How Pressure Affects Performance

Pressure

I work better under pressure.  Courage is grace under pressure.  When you work under pressure you trade perfection.  Pressure is something you feel when you don’t know what the hell you’re doing.

Perhaps somewhere along the way you’ve heard someone say one of these things, or maybe you’ve been the one saying it.  Regardless, pressure takes many forms, and delivers an equally different number of outcomes.  But harnessed properly, pressure can create a winning edge in business.  I had a former boss that said, “it’s my job to back the bus up as close to the edge of the cliff as possible without going over”.  That’s pressure.

Pressure develops our ability to adapt.  Under pressure we may be tempted to look for the path of least resistance yet it’s most likely that the situation created by this pressure has already eliminated all the paths without resistance.  All that’s left are the paths that present resistance ,including conflict, confusion, and discomfort.  The better equipped we are to effectively deal with the confluence of these challenges the better we are able to succeed.

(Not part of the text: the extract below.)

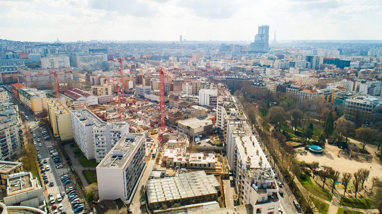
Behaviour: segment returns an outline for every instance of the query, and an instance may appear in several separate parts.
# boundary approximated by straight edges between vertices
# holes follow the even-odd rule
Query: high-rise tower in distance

While human nature leads us to avoid pressure I would submit that seeking pressure improves performance.  Diamonds are made under enormous pressure; without it they are just rocks; carbon deposits.  But with pressure they turn into beautiful gems of great, and often times, enormous value.  Top performing athletes are molded under pressure moments.  Peyton Manning holds the record for the most 4th quarter comeback wins with 44.  By definition, comeback, means pressure.  You’re behind.  You’re losing.  That’s pressure!

Look for opportunities to experience pressure.  Volunteer for a project at work.  Offer to bat clean-up on your baseball team.  Commit to losing a certain amount of weight in a specific period of time.  Tell others that you plan to get a certification or license of some sort by the end of the year.  All of these create moments of pressure. Only in times of pressure will you be able to see what you’re truly made of.  Remember how diamonds are made, and even further how that process creates the hardest, natural-made material known to man.